I can’t listen to this CD without daydreaming the same scenario every time. I’m visiting vocalist Jen Boniger’s house. The walls are blanketed with Ride, Mercury Rev and Swervedriver posters. Nothing about the house-- the furniture, the clothes in the closets, her friends sitting on the couch-- looks like it’s changed since the mid-1990s. As I look through her CD collection she stands behind me and by explanation half-apologizes, “Yeah, I’ve never really fully recovered after Kevin Shields shelved the final My Bloody Valentine record 9 years ago. I just can’t bring myself to buy anything recorded or released since then.”
While it’s instantly obvious that Brief Candles, who hail physically from Illinois and Wisconsin, hails sonically from early 90’s British dream pop, it’s by no means a bad thing. In fact this particular trip back in time for the ear is pretty refreshing. Even the production style sounds outdated. You get the idea that their sound engineer has never heard of Pro Tools. There were definitely some production choices that were poorly made-- you should never, ever, ever put a flange on a bass guitar, for one-- and it couldn’t have hurt to skip out on, say, the color traycard and put the same amount of money toward a better mastering job. But the over-all feel of the production is well-suited for reminiscing about the blurry videos of the early ‘90s shoegazer scene. Ah, those were sweet days.
Though Brief Candles’ self-titled debut sounds deceptively old, there are also many ways it sounds exactly like what it is: the first offering from a young band. A short scan of the biography on their website reveals a change of cast members that must eclipse even the turnover rate at a downtown McDonald’s. This explains the blurb in the liner notes that says Jake Bohannon is the new drummer and Kevin Dixon, who played drums on the album, is the new guitarist. Perhaps this lack of solidity in personnel is the cause of the sometimes sloppy playing on the album, but the slip-ups are never extreme and sometimes even add charm to the songs. It’s just obvious the band has room to grow.

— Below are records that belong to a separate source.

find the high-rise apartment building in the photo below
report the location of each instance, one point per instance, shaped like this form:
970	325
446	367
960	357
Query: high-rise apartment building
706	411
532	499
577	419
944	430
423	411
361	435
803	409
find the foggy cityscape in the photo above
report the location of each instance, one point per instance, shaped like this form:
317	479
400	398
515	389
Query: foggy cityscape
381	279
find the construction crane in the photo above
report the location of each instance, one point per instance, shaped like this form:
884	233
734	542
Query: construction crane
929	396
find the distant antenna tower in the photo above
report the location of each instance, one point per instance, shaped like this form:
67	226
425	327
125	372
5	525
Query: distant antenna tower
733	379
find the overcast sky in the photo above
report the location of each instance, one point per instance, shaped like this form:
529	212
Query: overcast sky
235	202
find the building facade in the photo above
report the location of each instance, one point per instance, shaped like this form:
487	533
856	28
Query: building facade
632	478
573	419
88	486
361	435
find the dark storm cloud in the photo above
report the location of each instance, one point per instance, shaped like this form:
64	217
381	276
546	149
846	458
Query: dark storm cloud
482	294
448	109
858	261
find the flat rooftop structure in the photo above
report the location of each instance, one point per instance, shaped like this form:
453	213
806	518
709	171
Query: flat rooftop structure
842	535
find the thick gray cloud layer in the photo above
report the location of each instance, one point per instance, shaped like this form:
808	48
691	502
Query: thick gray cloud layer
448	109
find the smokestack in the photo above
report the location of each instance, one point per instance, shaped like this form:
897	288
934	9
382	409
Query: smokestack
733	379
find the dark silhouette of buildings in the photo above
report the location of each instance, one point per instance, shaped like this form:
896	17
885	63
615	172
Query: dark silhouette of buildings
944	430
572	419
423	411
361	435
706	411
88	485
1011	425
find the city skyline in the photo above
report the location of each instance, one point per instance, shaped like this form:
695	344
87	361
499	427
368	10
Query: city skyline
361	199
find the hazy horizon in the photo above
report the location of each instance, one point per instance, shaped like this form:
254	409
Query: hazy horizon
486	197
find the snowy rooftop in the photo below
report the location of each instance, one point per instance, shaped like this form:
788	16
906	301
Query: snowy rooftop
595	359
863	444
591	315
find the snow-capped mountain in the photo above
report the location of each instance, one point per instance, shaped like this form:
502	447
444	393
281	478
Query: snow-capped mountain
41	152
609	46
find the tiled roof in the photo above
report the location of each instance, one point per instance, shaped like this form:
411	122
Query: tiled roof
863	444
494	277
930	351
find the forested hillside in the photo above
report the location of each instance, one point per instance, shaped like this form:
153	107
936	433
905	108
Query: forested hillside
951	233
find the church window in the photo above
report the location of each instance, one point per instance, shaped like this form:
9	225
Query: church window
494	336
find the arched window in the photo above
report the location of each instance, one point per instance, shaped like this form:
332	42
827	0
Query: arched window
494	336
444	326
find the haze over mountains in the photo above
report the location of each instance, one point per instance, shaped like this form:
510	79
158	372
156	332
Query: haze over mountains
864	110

What’s really important is the songs themselves, and they are great. Brief Candles wins points for dynamic contrast, sometimes in sudden bursts and sometimes in subtle swells. The songs are long but structured well. Instead of dragging on repetitively the changes are staged in such a way to keep the ear’s interest at all times. The guitar tones vacillate between angry storms and dreamy sound washes. The vocals are tastefully recorded low, because if nothing else the engineer knew that’s how you mix a shoegazer band. The occasional stumble on the drums or out-of-tune guitar or vocal note is forgivable. This is a budding space rock band whose potential is louder than the actual sounds on the record. Let’s hope their career is anything but a flitting shadow. Let’s hope that they forcibly seize the bassist’s flange pedal and destroy it, that their drummer stays on, and that we will get to hear them mature on future releases.